Determinacja i upór odróżniają go od całej reszty

Zdaniem Ceccarelliego to właśnie mentalna siła może być atutem, dzięki któremu Kubicy uda wrócić się do F1.

- Wierzę w to, że Robert będzie na starcie sezonu 2018. Ciężko jest jednoznacznie określić, czy jest w stanie wrócić na swój poziom. Prawdopodobnie dzięki swojej mentalnej sile, tak. Nie wiem, w jakiej jest formie fizycznie. Nie chodzi o samą siłę, ale ruchomość dłoni, która jest potrzebna do obsługi różnych funkcji na kierownicy - mówi lekarz.

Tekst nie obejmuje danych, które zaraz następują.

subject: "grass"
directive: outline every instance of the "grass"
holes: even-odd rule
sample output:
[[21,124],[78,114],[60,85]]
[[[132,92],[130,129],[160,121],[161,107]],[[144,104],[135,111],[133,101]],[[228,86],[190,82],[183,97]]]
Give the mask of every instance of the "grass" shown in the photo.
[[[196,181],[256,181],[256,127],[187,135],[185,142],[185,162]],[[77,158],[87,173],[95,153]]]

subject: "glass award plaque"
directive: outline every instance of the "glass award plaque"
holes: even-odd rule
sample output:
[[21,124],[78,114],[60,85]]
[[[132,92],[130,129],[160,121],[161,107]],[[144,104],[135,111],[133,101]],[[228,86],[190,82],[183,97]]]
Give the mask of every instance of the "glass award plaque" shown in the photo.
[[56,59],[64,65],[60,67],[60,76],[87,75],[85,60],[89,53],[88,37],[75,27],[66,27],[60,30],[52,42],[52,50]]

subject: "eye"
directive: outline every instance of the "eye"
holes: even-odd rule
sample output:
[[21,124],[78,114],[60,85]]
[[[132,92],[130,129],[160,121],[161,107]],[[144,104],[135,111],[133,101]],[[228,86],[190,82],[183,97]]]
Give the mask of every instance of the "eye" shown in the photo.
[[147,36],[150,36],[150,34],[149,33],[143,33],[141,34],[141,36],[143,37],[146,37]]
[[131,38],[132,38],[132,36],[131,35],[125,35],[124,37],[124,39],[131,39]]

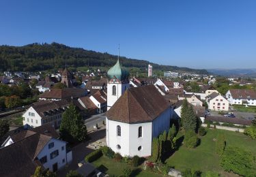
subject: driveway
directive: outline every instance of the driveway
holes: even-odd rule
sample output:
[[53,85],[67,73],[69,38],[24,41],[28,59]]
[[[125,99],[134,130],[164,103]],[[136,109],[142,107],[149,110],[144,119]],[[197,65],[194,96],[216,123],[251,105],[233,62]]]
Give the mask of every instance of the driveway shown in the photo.
[[70,170],[75,170],[79,167],[78,163],[84,160],[86,155],[94,150],[87,147],[89,144],[106,137],[105,127],[100,127],[100,130],[89,132],[89,135],[91,140],[88,142],[82,142],[72,148],[72,161],[68,167],[57,172],[58,176],[66,176],[66,174]]

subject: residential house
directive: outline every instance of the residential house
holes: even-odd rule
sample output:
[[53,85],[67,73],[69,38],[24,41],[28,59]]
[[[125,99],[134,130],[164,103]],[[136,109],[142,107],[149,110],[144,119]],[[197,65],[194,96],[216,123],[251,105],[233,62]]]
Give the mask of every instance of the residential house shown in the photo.
[[29,177],[38,166],[56,172],[72,161],[67,143],[48,133],[49,127],[40,129],[44,132],[34,129],[8,137],[0,148],[0,176]]
[[229,101],[217,93],[213,93],[206,97],[208,109],[216,111],[228,111]]
[[256,106],[256,91],[248,89],[230,89],[226,93],[226,98],[231,105]]

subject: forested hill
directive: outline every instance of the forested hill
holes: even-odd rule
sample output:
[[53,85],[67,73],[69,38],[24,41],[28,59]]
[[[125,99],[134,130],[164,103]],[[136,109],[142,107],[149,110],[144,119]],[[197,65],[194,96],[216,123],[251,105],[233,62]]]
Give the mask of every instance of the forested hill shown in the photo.
[[[58,69],[65,66],[112,66],[117,56],[97,52],[83,48],[71,48],[53,42],[49,44],[31,44],[24,46],[0,46],[0,70],[42,71]],[[205,69],[193,69],[176,66],[160,65],[147,61],[120,57],[123,66],[126,67],[146,68],[151,63],[154,69],[164,71],[184,71],[197,74],[207,74]]]

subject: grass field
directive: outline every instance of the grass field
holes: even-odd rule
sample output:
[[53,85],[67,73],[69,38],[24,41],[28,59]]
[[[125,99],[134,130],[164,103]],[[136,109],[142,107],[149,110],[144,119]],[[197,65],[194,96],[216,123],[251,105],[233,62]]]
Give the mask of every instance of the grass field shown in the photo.
[[245,107],[243,105],[233,105],[233,106],[238,111],[256,113],[256,106],[248,106]]
[[[203,176],[207,171],[218,172],[222,176],[226,176],[227,174],[219,165],[220,158],[215,152],[215,142],[213,140],[219,133],[225,134],[227,146],[241,147],[251,151],[256,157],[256,140],[234,131],[210,129],[208,133],[201,138],[201,144],[198,147],[188,149],[182,146],[166,163],[181,171],[189,168],[200,170],[203,172]],[[183,135],[180,133],[178,135]]]
[[[122,176],[123,174],[122,170],[126,167],[129,166],[127,163],[116,162],[113,159],[110,159],[104,156],[102,156],[92,163],[101,172],[117,176]],[[144,170],[141,166],[134,168],[131,167],[131,169],[132,170],[132,176],[162,176],[162,175],[155,174],[150,171]]]

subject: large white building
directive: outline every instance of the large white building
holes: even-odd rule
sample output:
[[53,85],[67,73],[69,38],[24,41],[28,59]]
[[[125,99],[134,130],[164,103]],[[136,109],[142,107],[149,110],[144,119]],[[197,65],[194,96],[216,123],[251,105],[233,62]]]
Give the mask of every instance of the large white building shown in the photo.
[[59,137],[49,125],[10,135],[0,148],[0,176],[31,176],[38,166],[63,168],[72,155]]
[[256,106],[256,92],[253,90],[230,89],[226,93],[226,98],[231,105]]
[[[116,65],[113,67],[118,69],[113,71],[111,68],[108,72],[107,146],[122,156],[150,156],[153,138],[169,130],[171,108],[153,85],[127,89],[128,74],[119,61]],[[115,87],[116,82],[119,85]]]

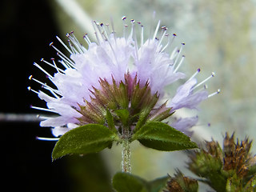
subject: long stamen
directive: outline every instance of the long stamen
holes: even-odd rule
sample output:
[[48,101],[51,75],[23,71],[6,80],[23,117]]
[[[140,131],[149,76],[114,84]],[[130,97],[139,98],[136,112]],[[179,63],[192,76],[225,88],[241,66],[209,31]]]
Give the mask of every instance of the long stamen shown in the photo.
[[157,34],[158,34],[158,31],[159,30],[159,27],[160,27],[160,23],[161,23],[161,21],[159,20],[158,22],[158,25],[157,25],[157,27],[155,28],[155,30],[154,30],[154,36],[153,36],[153,40],[155,39],[155,38],[157,37]]
[[[68,57],[66,57],[62,51],[60,51],[58,49],[56,48],[56,46],[53,46],[53,42],[50,43],[50,46],[53,47],[59,54],[62,54],[63,58],[65,58],[69,62],[72,63],[73,65],[74,64],[74,62],[72,62]],[[72,52],[72,54],[74,54]]]
[[215,94],[219,94],[220,92],[221,92],[221,90],[218,90],[216,92],[214,92],[214,93],[213,93],[211,94],[209,94],[208,98],[211,98],[211,97],[214,96]]
[[37,140],[41,141],[49,141],[49,142],[57,142],[58,141],[59,138],[41,138],[41,137],[36,137]]
[[82,38],[86,42],[88,46],[91,43],[90,38],[88,38],[87,34],[85,34],[85,35]]
[[177,62],[178,62],[178,60],[179,59],[179,56],[180,56],[180,54],[181,54],[181,53],[182,53],[182,50],[183,50],[183,46],[185,46],[185,43],[182,42],[181,48],[178,50],[178,54],[177,54],[177,56],[175,57],[175,61],[174,61],[174,67],[176,66]]
[[42,69],[38,63],[34,62],[34,66],[35,66],[39,70],[41,70],[42,72],[44,72],[49,78],[53,78],[53,76],[51,76],[47,71],[46,71],[44,69]]
[[35,94],[39,94],[38,91],[36,91],[36,90],[32,90],[30,86],[28,86],[27,89],[28,89],[28,90],[31,90],[32,92],[34,92],[34,93],[35,93]]
[[62,43],[62,45],[66,48],[66,50],[68,52],[70,52],[70,54],[73,54],[70,48],[62,42],[62,40],[59,37],[56,36],[56,38],[58,39],[58,41],[60,42],[60,43]]
[[61,71],[62,73],[65,73],[64,70],[62,70],[62,69],[57,67],[57,65],[56,65],[56,63],[55,63],[54,61],[53,61],[53,62],[54,62],[54,65],[51,64],[50,62],[47,62],[47,61],[45,61],[44,58],[41,58],[40,61],[46,63],[47,65],[52,66],[52,67],[54,67],[54,68],[55,68],[58,72]]
[[201,86],[202,84],[204,84],[206,82],[207,82],[210,78],[213,78],[215,76],[215,74],[214,72],[211,73],[211,75],[209,76],[208,78],[206,78],[205,80],[203,80],[202,82],[199,82],[198,85],[196,85],[195,86],[193,87],[193,90],[194,90],[195,88],[198,87],[199,86]]
[[43,111],[47,111],[47,112],[52,112],[54,114],[58,114],[57,112],[50,110],[50,109],[46,109],[46,108],[42,108],[42,107],[39,107],[39,106],[30,106],[30,108],[34,109],[34,110],[43,110]]
[[181,65],[182,64],[183,61],[185,59],[185,55],[182,55],[182,59],[180,60],[179,63],[178,64],[178,66],[175,68],[175,70],[174,70],[174,73],[176,73],[177,70],[178,70],[178,68],[181,66]]
[[199,72],[201,71],[201,69],[200,68],[198,68],[198,70],[197,70],[197,71],[189,78],[189,80],[187,80],[187,81],[190,81],[192,78],[194,78],[198,74],[199,74]]
[[[60,93],[59,93],[59,91],[58,91],[58,90],[55,90],[55,89],[50,87],[50,86],[46,85],[46,83],[43,83],[43,82],[40,82],[39,80],[38,80],[38,79],[36,79],[36,78],[34,78],[32,75],[30,75],[30,76],[29,77],[29,79],[30,79],[30,80],[33,80],[33,81],[39,83],[40,85],[42,86],[42,88],[44,88],[44,89],[46,89],[46,90],[50,90],[50,92],[54,92],[54,93],[61,95]],[[53,94],[55,96],[54,94]],[[58,97],[57,97],[57,98],[58,98]]]
[[141,32],[141,46],[143,46],[144,44],[144,26],[142,26],[142,32]]

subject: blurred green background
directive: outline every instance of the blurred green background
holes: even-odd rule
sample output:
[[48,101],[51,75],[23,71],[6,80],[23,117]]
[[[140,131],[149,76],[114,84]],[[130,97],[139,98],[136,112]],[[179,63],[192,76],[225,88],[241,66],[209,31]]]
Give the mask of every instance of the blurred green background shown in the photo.
[[[198,114],[200,120],[194,128],[193,139],[202,142],[214,138],[222,141],[226,131],[234,131],[241,139],[246,136],[256,138],[255,0],[54,0],[44,3],[47,4],[47,10],[42,7],[42,11],[34,14],[35,17],[38,14],[44,17],[50,13],[52,18],[49,19],[54,24],[47,26],[47,22],[44,22],[42,28],[50,30],[54,26],[58,31],[55,35],[62,38],[71,30],[78,39],[82,39],[84,33],[93,38],[91,21],[106,23],[110,22],[110,18],[113,18],[116,31],[122,35],[121,18],[123,15],[128,19],[142,22],[146,34],[153,12],[156,11],[156,18],[162,21],[162,26],[166,26],[170,33],[178,34],[174,44],[186,42],[183,52],[186,60],[179,70],[190,77],[200,67],[199,81],[214,71],[216,76],[207,83],[209,92],[222,90],[220,94],[203,102],[198,111],[182,110],[177,114],[178,116]],[[6,7],[11,10],[11,5]],[[12,15],[12,12],[7,10],[6,15],[7,13]],[[2,20],[6,22],[4,18]],[[30,33],[39,31],[30,30],[26,35]],[[46,44],[53,40],[46,39]],[[42,45],[44,44],[41,42],[34,48]],[[45,51],[48,50],[47,48]],[[44,57],[38,54],[36,57],[30,54],[30,59],[39,60],[38,57]],[[31,66],[29,70],[31,73],[34,68]],[[178,168],[191,175],[186,169],[187,159],[182,152],[158,152],[138,143],[134,143],[132,148],[133,174],[153,179],[167,173],[172,174],[174,169]],[[255,142],[252,152],[256,152]],[[120,170],[121,150],[119,146],[114,146],[98,155],[67,157],[55,162],[54,165],[58,163],[63,163],[62,171],[66,171],[67,180],[73,182],[70,184],[73,190],[66,189],[66,191],[110,191],[107,182]],[[103,174],[100,172],[105,169]],[[72,179],[69,180],[70,178]],[[108,181],[105,179],[107,178]],[[92,183],[98,183],[105,190],[93,186],[88,190]],[[202,187],[201,190],[204,189]]]

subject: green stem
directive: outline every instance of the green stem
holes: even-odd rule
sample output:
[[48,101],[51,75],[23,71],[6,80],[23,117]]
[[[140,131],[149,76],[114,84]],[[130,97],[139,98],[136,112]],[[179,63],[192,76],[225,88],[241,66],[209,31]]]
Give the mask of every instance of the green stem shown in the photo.
[[130,173],[130,130],[129,127],[123,126],[122,130],[122,171]]
[[123,139],[122,147],[122,171],[130,174],[130,147],[128,139]]

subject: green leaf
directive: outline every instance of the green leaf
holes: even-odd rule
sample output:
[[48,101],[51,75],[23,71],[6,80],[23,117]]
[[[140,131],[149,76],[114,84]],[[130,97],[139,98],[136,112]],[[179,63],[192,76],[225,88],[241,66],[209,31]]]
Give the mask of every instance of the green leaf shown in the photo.
[[146,181],[128,173],[117,173],[112,184],[118,192],[149,192]]
[[70,154],[86,154],[97,153],[112,145],[118,135],[106,126],[87,124],[63,134],[56,143],[52,153],[55,160]]
[[127,126],[130,116],[128,110],[114,110],[114,113],[119,117],[120,121],[122,122],[123,126]]
[[148,182],[149,188],[150,189],[150,192],[159,192],[162,191],[163,189],[166,188],[166,183],[168,179],[170,178],[169,176],[165,176],[162,178],[156,178],[151,182]]
[[105,118],[107,122],[107,126],[110,129],[110,130],[112,130],[114,133],[118,132],[118,130],[115,128],[115,126],[114,126],[114,118],[111,113],[108,110],[106,110],[106,111]]
[[150,122],[141,127],[132,138],[143,146],[158,150],[173,151],[198,147],[190,138],[166,123]]

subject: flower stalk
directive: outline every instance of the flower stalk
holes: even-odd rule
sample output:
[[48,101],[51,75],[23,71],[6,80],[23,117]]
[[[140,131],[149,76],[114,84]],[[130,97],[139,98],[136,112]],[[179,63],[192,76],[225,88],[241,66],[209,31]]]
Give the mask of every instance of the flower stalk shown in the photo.
[[128,126],[122,129],[122,171],[130,174],[130,130]]
[[128,139],[123,139],[122,142],[122,172],[131,172],[130,146]]

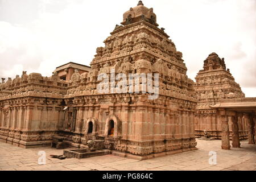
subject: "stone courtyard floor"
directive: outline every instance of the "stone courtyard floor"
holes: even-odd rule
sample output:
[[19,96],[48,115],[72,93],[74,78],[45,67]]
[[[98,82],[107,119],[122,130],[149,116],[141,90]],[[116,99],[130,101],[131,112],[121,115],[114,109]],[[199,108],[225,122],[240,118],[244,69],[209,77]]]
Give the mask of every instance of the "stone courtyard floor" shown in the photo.
[[[63,150],[50,147],[22,148],[0,142],[0,171],[180,171],[180,170],[256,170],[256,145],[242,140],[241,148],[221,149],[221,140],[197,139],[197,150],[139,161],[108,155],[86,159],[51,158],[50,155],[63,154]],[[39,165],[38,152],[46,153],[46,164]],[[216,152],[217,164],[209,164],[210,151]]]

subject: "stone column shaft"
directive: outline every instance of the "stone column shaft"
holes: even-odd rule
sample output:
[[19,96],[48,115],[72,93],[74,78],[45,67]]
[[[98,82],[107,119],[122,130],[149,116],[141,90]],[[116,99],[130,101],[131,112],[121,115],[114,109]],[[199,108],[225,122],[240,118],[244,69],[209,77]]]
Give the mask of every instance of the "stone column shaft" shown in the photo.
[[221,148],[224,150],[230,150],[229,129],[228,117],[226,115],[221,116]]

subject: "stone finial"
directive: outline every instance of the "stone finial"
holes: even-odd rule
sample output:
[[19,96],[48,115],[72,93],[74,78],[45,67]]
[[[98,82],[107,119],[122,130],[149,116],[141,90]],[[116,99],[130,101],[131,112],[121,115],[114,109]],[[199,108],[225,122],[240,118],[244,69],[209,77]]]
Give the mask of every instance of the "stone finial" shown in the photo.
[[142,5],[144,6],[143,3],[142,3],[142,1],[139,1],[139,2],[138,3],[137,6],[139,6],[139,5]]

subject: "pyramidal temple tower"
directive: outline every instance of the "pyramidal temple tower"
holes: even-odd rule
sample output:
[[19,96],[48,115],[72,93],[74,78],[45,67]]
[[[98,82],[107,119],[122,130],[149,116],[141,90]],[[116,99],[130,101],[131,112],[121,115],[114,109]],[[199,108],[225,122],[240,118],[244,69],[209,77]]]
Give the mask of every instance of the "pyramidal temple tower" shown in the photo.
[[[221,138],[221,122],[216,110],[210,106],[222,99],[245,97],[238,84],[236,82],[229,69],[226,68],[224,58],[212,53],[204,61],[204,69],[196,77],[195,90],[198,96],[196,114],[196,135],[204,135],[205,130],[216,138]],[[247,133],[245,122],[239,121],[240,137],[246,138]],[[229,122],[231,125],[231,122]],[[231,129],[231,127],[230,127]],[[230,134],[231,135],[231,134]]]

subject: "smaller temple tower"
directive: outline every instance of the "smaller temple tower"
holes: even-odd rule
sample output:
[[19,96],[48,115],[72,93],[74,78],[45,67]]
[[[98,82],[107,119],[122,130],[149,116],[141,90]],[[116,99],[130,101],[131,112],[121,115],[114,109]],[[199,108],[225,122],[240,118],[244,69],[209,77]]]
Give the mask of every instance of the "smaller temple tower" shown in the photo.
[[[221,99],[245,97],[245,94],[240,85],[236,82],[229,69],[226,68],[224,58],[220,59],[217,53],[213,52],[204,61],[203,68],[197,73],[194,84],[198,97],[196,135],[203,136],[205,130],[210,136],[220,139],[221,123],[216,115],[216,109],[212,109],[210,106],[218,104]],[[240,122],[240,137],[246,138],[246,129],[242,127],[244,122],[241,120]]]

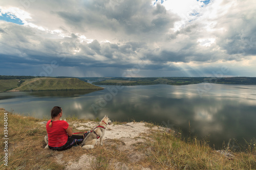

Przypomina, że z Kubicą zna się od blisko 15 lat, gdy pomagał mu wrócić do formy po wypadku przed debiutem w F3. - Mógł być jednym z najlepszych kierowców w historii, ale kraksa w amatorskim rajdzie to przekreśliła. Teraz wraca do F1 z tą swoją determinacją i upartością, która odróżnia go od całej reszty.

Williams zwleka z decyzją

Robert Kubica wciąż jest w grze o miejsce w Formule 1. Polak jest jednym z kandydatów do zespołu Williamsa, z którym dwa razy testował auto z 2014 roku i w listopadzie jeździł aktualnym bolidem podczas testów opon w Abu Zabi. Głównym konkurentem Polaka jest Rosjanin Siergiej Sirotkin.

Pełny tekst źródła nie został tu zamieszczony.